もう自分の中で消化したと思っていた感情が、フリーズドライ食品にお湯をかけたみたいに味と形を持って蘇った。
堰を切ったように涙が溢れた。周りに気づかれないように声を殺したが、うっうっという嗚咽がどうしても止まらなかった。
もう一生眠れないような気がしていたが、それなのにいつのまにか眠ってしまったようだった。
気が付けば晩秋の控えめな日差しが部屋の中に差し込んでいる。
起床後も一日中は体調が優れなかった。
経験上、悪夢を見るときは決まって体調が悪いときだった。
体調が悪いから悪夢を見るのか悪夢を見たから体調が悪いのかはわからないがどちらでもいい。
剛堂リーダーに体調不良を伝えても、熱でも出なければ休ませてはもらえないだろうし、熱が出れば感染を疑われるのがオチだ。だからぼくは我慢して作業に出た。
集中力が続かず作業中何度もミスをして剛堂リーダーにはこっぴどくいびられた。
罵られている間中考えていた。

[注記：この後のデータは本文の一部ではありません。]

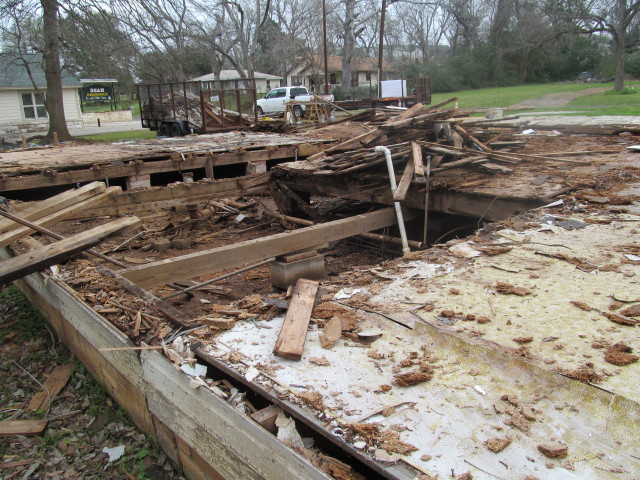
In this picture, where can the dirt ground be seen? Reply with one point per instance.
(83, 420)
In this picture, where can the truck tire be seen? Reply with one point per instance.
(176, 130)
(165, 130)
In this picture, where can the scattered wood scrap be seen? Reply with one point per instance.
(293, 334)
(25, 428)
(51, 387)
(48, 255)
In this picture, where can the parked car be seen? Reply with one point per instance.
(276, 100)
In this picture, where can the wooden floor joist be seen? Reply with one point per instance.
(293, 334)
(153, 199)
(35, 211)
(48, 255)
(252, 251)
(11, 236)
(172, 163)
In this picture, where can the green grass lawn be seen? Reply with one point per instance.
(595, 104)
(120, 136)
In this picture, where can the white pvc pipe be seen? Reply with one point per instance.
(394, 187)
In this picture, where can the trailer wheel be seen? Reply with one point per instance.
(176, 130)
(165, 130)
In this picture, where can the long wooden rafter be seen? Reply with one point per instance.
(251, 251)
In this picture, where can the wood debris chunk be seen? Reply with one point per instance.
(412, 378)
(581, 305)
(320, 361)
(508, 289)
(498, 444)
(219, 323)
(620, 320)
(331, 333)
(554, 450)
(313, 399)
(620, 355)
(492, 250)
(290, 343)
(523, 340)
(52, 386)
(25, 428)
(632, 311)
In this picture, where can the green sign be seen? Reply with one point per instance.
(97, 93)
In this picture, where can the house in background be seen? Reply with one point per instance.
(232, 80)
(364, 72)
(22, 107)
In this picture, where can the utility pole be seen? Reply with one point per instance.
(380, 55)
(324, 37)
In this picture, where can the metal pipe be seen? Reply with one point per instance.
(221, 277)
(394, 187)
(427, 182)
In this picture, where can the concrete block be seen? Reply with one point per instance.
(138, 181)
(284, 274)
(256, 167)
(180, 243)
(161, 245)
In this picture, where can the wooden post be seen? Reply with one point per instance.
(208, 169)
(293, 334)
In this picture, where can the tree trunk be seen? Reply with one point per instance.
(619, 39)
(349, 43)
(53, 73)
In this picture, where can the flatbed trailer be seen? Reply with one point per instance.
(175, 109)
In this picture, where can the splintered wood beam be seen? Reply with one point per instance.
(405, 182)
(52, 386)
(36, 210)
(11, 236)
(26, 428)
(172, 313)
(293, 334)
(257, 250)
(154, 199)
(169, 163)
(48, 255)
(418, 165)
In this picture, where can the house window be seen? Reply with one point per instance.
(33, 105)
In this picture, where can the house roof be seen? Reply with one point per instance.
(234, 75)
(14, 72)
(334, 64)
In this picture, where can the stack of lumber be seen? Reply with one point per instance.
(187, 105)
(32, 218)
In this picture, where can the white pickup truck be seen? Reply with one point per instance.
(275, 101)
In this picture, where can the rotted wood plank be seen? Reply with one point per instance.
(153, 199)
(55, 217)
(35, 210)
(210, 426)
(62, 250)
(293, 334)
(257, 250)
(139, 167)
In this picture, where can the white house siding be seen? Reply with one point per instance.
(71, 102)
(12, 119)
(10, 110)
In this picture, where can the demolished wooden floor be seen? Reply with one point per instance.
(485, 355)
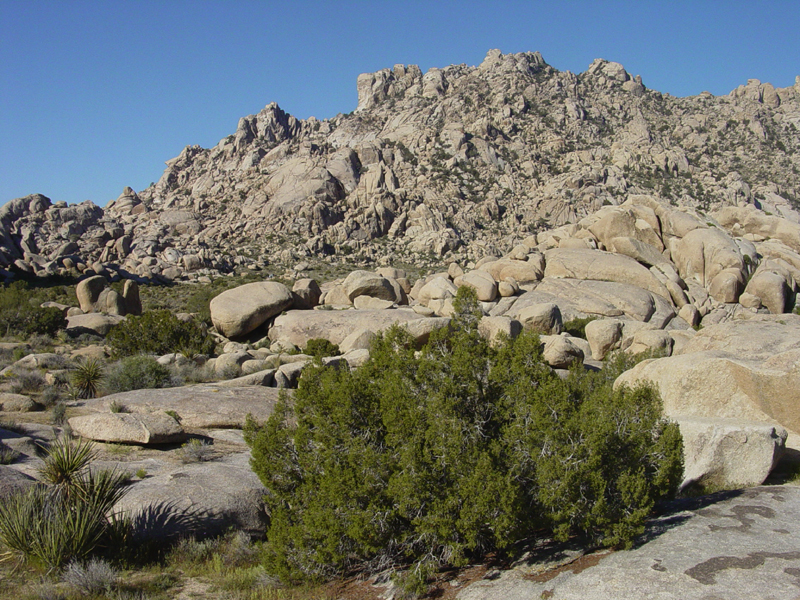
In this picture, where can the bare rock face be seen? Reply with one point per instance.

剛堂リーダーもときには夢を見ることがあるのだろうか。あるとしたらどんな夢だろう。もしかして夢をみたあとやり切れなくて毎日ぼくをいじめるのだろうか?
感傷とは無縁の人物に見えたが、内心がどうであるかは他人にはわからない。あんな人でも酒やたばこや女の夢くらい見てもおかしくはない。
心の状態にリンクするかのように、その夜はとくに冷えが厳しかった。
もう一〇月末。ハロウィンの時期だった。
小学生のころ、お化けの仮装はしたものの人に見られるのが恥ずかしくなって結局家から出なかったことがあった。
見かねた両親が怖がるふりをしてお菓子をくれた。着色料たっぷりの甘いペロペロキャンディを。
その晩は、天井を見つめながらもう二度と夢を見ないで済むことだけを祈った。